The dumbness of the whale: The dumbness of elite American political culture only seems to grow. This dumbness is constantly put on display in the Washington Post, one of the principal organs of our modern elites.

This morning, to cite one example, Mark Penn offers a fiscal path “to the center” on the Post’s op-ed page. Penn’s proposal is stunningly unintelligent, from its goal (a balanced budget within five years) right down to its specific prescriptions.

How to get rid of our massive annual deficits? Incredibly, Penn actually wrote the passage which follows—and the Post actually published it:

PENN (2/1/11): The biggest issue facing the government is the $1.5 trillion deficit. No one has been able to find a real centrist solution since the Clinton budget deal; we have ping-ponged from too much spending to too much tax-cutting to both. Here, Obama has to aim for nothing less than a balanced budget in five years. The only way is to reach a compromise on Social Security, Medicare and defense spending, along with some cuts in current spending that the president would rather avoid. But the budget outlook is so far out of whack that this problem can no longer be tackled with step-by-step actions.

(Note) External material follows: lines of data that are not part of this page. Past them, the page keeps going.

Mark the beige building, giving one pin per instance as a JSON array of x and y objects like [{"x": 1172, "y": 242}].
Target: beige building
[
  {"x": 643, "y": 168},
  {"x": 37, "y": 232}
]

Next, the president should consider personal income tax reform that mirrors his proposals on corporate reform. One idea would be to lower all rates by looking at all types of income more or less equally. Currently, capital formation is favored far above labor, which builds in massive disincentives for hiring workers. Equalizing different forms of income is one way to tilt the scales back to encouraging work as much as investing, as long as overall income tax rates were lowered. This would be radical, bold and as big as anything Ronald Reagan did to spark the economy.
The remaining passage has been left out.